Premiare l’illegalità significa incoraggiare future violazioni
L'immigrazione è una questione di legalità. Consentire ai migranti privi di documenti di ottenere la cittadinanza equivarrebbe, secondo Matt O'Brien della FAIR, a premiare chi ha violato deliberatamente le regole, inviando un pericoloso segnale: chi infrange la legge, alla fine, sarà ricompensato.
L’esperienza insegna che ogni concessione di amnistia alimenta nuove ondate migratorie irregolari. I trafficanti di esseri umani, detti "coyotes", sfruttano la narrazione del "permesso" automatico, spingendo migliaia di persone a intraprendere viaggi rischiosi e disumani.
La conseguenza non è solo l’aumento della migrazione irregolare, ma anche il rafforzamento dei cartelli criminali, delle reti di traffico di esseri umani e della criminalità legata alla droga. Premiare l’infrazione mina l’integrità del sistema legale americano e danneggia chi, invece, cerca di entrare legalmente rispettando tempi e procedure.
Gli Stati Uniti hanno già leggi sull'immigrazione che devono essere rispettate
Gli Stati Uniti possiedono un quadro legale chiaro per quanto riguarda l’ingresso e la permanenza nel Paese. Chi desidera diventare cittadino deve seguire un processo articolato e spesso lungo, che prevede criteri stringenti.
La presenza non autorizzata, invece, viola queste regole ed è soggetta a sanzioni: la deportazione, o il divieto di reingresso per anni, a seconda della gravità. Attualmente, si stima che più di 11 milioni di persone si trovino illegalmente sul territorio americano.
Affrontare questa situazione con nuove amnistie non risolverebbe il problema strutturale. L’esperienza dell’amnistia del 1986 lo ha dimostrato: sanare gli immigrati già presenti non impedisce nuovi ingressi illegali. Anzi, può incentivarli. È necessario applicare le leggi esistenti per ristabilire un principio fondamentale: il rispetto delle regole.

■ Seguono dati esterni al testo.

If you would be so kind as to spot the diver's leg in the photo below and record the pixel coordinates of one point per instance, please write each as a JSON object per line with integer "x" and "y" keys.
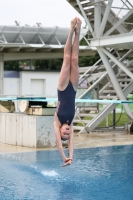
{"x": 74, "y": 71}
{"x": 65, "y": 70}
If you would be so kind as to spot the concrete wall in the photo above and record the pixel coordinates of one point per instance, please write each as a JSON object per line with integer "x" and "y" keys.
{"x": 49, "y": 79}
{"x": 29, "y": 131}
{"x": 30, "y": 83}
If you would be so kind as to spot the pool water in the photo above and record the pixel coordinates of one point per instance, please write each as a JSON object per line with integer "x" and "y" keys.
{"x": 104, "y": 173}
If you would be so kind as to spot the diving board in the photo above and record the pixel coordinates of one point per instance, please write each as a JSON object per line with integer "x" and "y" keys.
{"x": 43, "y": 99}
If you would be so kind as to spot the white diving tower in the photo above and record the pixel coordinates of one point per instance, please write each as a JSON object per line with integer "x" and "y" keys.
{"x": 24, "y": 42}
{"x": 110, "y": 25}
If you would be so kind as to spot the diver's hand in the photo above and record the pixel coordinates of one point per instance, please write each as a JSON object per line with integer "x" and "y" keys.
{"x": 67, "y": 162}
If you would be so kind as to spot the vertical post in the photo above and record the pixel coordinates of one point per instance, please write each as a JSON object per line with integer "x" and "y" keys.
{"x": 1, "y": 73}
{"x": 30, "y": 64}
{"x": 114, "y": 118}
{"x": 115, "y": 82}
{"x": 97, "y": 21}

L'America è una nazione di leggi e di immigrati: le politiche devono riflettere entrambe le identità
Il dibattito sull'immigrazione è spesso descritto come una scelta tra due visioni: essere una nazione di leggi o una nazione di immigrati. Ma questa dicotomia è falsa. Come sostiene Tom Jawetz del Center for American Progress, l'America è da sempre entrambe le cose.
L'attuale sistema di immigrazione legale è, però, antiquato e irrealistico. Molti immigrati irregolari, infatti, non hanno varcato clandestinamente i confini, ma sono rimasti oltre la scadenza dei loro visti, trovandosi imprigionati in una rete legale senza vie d'uscita. Le barriere burocratiche, i tempi di attesa infiniti e i limiti imposti a chi non possiede qualifiche accademiche contribuiscono ad alimentare la popolazione di senza documenti.
Non riformare questo sistema significa ignorare sia i valori americani sia la realtà sociale. È proprio attraverso il riconoscimento della loro presenza e l’integrazione legale che si può rafforzare il rispetto della legge e costruire una società più coesa.
Una legalizzazione senza cittadinanza rappresenta una soluzione più equa e pragmatica
Non tutto si riduce a una scelta binaria tra deportazione e cittadinanza. Esistono soluzioni intermedie che riconoscano la presenza di milioni di immigrati irregolari senza premiare l'infrazione della legge.
Come suggerisce Ashley Nunes del MIT, offrire una legalizzazione senza accesso alla cittadinanza permetterebbe di mantenere unite le famiglie, regolarizzare il lavoro e ridurre l’illegalità, ma senza equiparare chi ha infranto le regole a chi le ha rispettate.
Si potrebbero prevedere permessi di soggiorno rinnovabili, senza diritto di voto né accesso ai programmi assistenziali, o sistemi di legalizzazione progressiva per chi risiede da oltre dieci anni nel Paese. Soluzioni di questo tipo offrirebbero un compromesso umano, rispettoso del diritto e pragmatico nella gestione della realtà migratoria.